Peterson persuaded a legislative committee to hold public hearings so that he and two other physicians, two dentists and a newspaper reporter could attest to the advantages of lethal gas over hanging and electrocution. His model legislation passed unanimously, making North Carolina the first state east of the Mississippi and the first in the South to authorize the use of the gas chamber.

At the time, many observers viewed North Carolina's switch to lethal gas as further proof of the state's progressive leadership in the South. Some liberal reformers actually hailed the move as a step forward.

But from the start, the method didn't live up to its advance reviews.
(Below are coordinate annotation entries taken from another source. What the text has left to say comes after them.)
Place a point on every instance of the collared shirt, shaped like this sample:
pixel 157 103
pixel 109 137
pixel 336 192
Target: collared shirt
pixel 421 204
The first gassing was carried out Jan. 24, 1936. Allen Foster, a 19-year-old mentally impaired black youth from Alabama, had absconded from a Civilian Conservation Corps camp in Hoke County and been convicted by an all-white jury of raping a young white woman. Foster was sentenced to die in the state's shiny new gas chamber.

His execution turned out to be much grislier than promised. There was a long period of convulsions, and it took a full 11 minutes before doctors finally pronounced Foster dead.

North Carolina's reliance on gas was unmatched among the states in the 1930s. Notwithstanding official statements about the procedures going well, gruesome eyewitness accounts of the gassings in Central Prison continued for years. By the end of 1941, the gas chamber had claimed 82 people, at least 68 of whom were African-American, a sizeable number of them doomed for crimes other than murder. Persons of "defective" intelligence were also disproportionately targeted.

But the shock of Auschwitz and other atrocities helped make North Carolinians and other Americans increasingly uncomfortable about the use of the gas chamber and other forms of capital punishment. From Oct. 28, 1961, to March 15, 1984, the state didn't carry out a single execution.

Eventually, the old gas chamber was dismantled. The former execution chair ended up in the N.C. Museum of History in Raleigh. Some day the lethal injection gurney will go the same route.

Investigative historian Scott Christianson is the author of "The Last Gasp: The Rise and Fall of the American Gas Chamber."